Tytułowe holenderskie depresje to nie stan ducha, a dosłownie walka o zachowanie równowagi między terenami lądu, a stale wdzierającą się w głąb niego wodą. Małe, aczkolwiek sprawnie zarządzane terytorium, zasiedlane przez ludzi zaradnych, pracowitych, a przy tym skąpych, oceniających obcych powierzchownie, bo nie nawykli do angażowania się w sprawy innych, jednocześnie zaangażowani w prace zespołową, odrzucający hierarchię. Naród z pragmatycznym podejściem. Przestrzegają przepisów kierując się zdrowym rozsądkiem, nie trzymając się sztywno zasad, a jedynie wykorzystując je do naprawienia sytuacji. Bo jak sam Auto przyznaje: "Działanie oparte na podstawie absolutnych zasad etycznych to dla nich zakłamywanie realiów, prowadzące do zbędnych kłótni." (s.385)
Orzechowski przybliża wizerunek państwa, które niejednokrotnie jest mylnie odbierane przez obcokrajowców. I mimo iż Autor zaczyna od wyjawienia swojej fascynacji do Holandii od najmłodszych lat, to w swej opowieści nie czyni narodu niderlandzkiego szczególnie wyjątkowym na tle Europy. Zasadniczo stara się ukazać każdy aspekt mający wpływ na charakterystykę tak ludzi, jak i miejsc, o których mówi, a przede wszystkim systemu, religii i tradycji, w jakich są zakorzenieni. Nie jest to błogi obrazek państwa wyrosłego na morzu, gdzie kanały są widokiem codziennym i rzadko kojarzą się tak romantycznie jak w Wenecji.

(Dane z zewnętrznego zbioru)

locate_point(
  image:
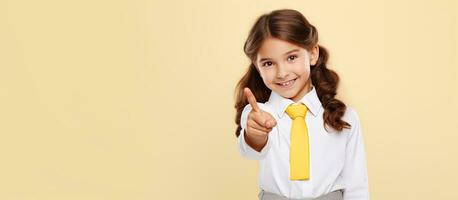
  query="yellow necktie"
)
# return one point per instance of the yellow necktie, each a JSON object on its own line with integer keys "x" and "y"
{"x": 299, "y": 147}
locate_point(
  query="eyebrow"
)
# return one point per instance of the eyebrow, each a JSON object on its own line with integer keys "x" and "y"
{"x": 291, "y": 51}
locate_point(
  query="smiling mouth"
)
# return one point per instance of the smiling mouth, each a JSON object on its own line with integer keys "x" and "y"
{"x": 287, "y": 83}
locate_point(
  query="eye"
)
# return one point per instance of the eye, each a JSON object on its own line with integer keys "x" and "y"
{"x": 264, "y": 64}
{"x": 293, "y": 56}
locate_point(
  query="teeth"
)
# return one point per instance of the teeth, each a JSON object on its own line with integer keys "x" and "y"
{"x": 287, "y": 83}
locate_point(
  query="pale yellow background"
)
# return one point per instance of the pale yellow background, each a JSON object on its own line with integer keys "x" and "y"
{"x": 134, "y": 99}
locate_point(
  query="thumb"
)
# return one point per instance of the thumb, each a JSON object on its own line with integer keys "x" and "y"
{"x": 270, "y": 122}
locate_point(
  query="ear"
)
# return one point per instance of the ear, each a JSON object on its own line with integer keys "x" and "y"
{"x": 314, "y": 54}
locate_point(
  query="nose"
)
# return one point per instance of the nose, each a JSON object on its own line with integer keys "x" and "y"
{"x": 282, "y": 72}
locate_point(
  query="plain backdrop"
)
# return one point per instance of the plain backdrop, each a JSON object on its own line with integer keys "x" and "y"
{"x": 135, "y": 99}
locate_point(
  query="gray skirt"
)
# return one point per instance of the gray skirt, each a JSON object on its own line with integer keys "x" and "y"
{"x": 334, "y": 195}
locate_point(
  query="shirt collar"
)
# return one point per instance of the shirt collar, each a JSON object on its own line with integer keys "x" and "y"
{"x": 310, "y": 99}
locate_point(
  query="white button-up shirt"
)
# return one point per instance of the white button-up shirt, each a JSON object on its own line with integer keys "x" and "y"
{"x": 337, "y": 160}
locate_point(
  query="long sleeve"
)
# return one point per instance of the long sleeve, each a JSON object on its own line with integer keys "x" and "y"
{"x": 245, "y": 149}
{"x": 355, "y": 168}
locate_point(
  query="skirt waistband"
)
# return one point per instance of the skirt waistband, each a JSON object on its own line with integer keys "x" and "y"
{"x": 334, "y": 195}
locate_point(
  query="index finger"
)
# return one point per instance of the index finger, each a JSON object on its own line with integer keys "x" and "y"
{"x": 251, "y": 99}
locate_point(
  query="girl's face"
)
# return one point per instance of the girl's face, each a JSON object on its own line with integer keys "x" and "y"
{"x": 285, "y": 67}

Zawartość treści można podzielić na informacje budujące współczesną organizację kraju ze wszystkimi przejawami globalizacji i wynikających z niej problemów oraz fakty z przeszłości, to jak kształtował się naród niderlandzki przez wieki. Cała przeszłość - a sięgamy głęboko, wydobywając niechlubną historię Holendrów np jako kolonizatorów - omówiona zwięźle, oddaje dzisiejszą pozycję tego niewielkiego kraju oraz mentalność jego mieszkańców.

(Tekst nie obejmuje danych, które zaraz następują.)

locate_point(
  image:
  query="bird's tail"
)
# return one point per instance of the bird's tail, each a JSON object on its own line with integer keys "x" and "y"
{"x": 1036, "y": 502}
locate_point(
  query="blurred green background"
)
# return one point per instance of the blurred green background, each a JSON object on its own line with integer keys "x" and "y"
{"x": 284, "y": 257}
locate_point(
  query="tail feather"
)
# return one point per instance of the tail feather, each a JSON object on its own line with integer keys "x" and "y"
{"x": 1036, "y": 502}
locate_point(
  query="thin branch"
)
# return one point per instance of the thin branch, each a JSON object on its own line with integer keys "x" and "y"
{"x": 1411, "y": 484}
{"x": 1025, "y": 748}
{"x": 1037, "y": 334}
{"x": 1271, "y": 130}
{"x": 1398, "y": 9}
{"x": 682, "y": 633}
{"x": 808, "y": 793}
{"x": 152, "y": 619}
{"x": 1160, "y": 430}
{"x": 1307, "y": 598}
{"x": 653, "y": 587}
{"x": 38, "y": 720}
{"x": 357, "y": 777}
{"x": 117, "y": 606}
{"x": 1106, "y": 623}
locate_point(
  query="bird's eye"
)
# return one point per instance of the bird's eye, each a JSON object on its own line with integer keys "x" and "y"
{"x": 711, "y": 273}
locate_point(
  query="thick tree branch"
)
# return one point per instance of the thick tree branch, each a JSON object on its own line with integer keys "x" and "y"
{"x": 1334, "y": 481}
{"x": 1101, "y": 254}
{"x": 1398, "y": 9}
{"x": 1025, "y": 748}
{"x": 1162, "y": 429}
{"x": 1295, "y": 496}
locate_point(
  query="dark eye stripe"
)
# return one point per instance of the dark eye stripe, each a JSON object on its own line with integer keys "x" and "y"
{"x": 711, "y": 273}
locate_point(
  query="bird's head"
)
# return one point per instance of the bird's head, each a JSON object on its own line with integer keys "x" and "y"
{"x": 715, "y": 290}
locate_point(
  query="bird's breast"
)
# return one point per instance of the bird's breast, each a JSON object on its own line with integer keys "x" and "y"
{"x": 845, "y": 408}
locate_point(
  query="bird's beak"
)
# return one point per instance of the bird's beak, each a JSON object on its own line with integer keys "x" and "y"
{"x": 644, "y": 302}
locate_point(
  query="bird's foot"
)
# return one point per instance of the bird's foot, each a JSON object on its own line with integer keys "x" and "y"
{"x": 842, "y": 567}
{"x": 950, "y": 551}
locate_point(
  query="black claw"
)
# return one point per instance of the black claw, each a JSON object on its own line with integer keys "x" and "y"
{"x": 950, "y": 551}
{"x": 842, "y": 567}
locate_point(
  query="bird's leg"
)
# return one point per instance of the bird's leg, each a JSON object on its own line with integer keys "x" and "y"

Prawdę mówiąc Orzechowski dał mi więcej niż oczekiwałam. Spodziewałam się typowej opowiastki o miejscu bliskim Autorowi, a nie książki napisanej z takim zaangażowaniem, o walorach historycznych, uwypuklającą mało znane mi społeczeństwo. Pewnie jak większość Polaków, do tej pory odbierałam Niderlandy poprzez stereotypy, pewne hasła, które niekoniecznie znajdują potwierdzenie w dzisiejszej rzeczywistości. A tu Autor dzieląc się swoimi spostrzeżeniami uświadamia, że holenderski liberalizm i tolerancja wydają się być pozorne. Im bardziej zagłębimy się w temat, tym bardziej można poczuć się zaskoczonym wnioskami.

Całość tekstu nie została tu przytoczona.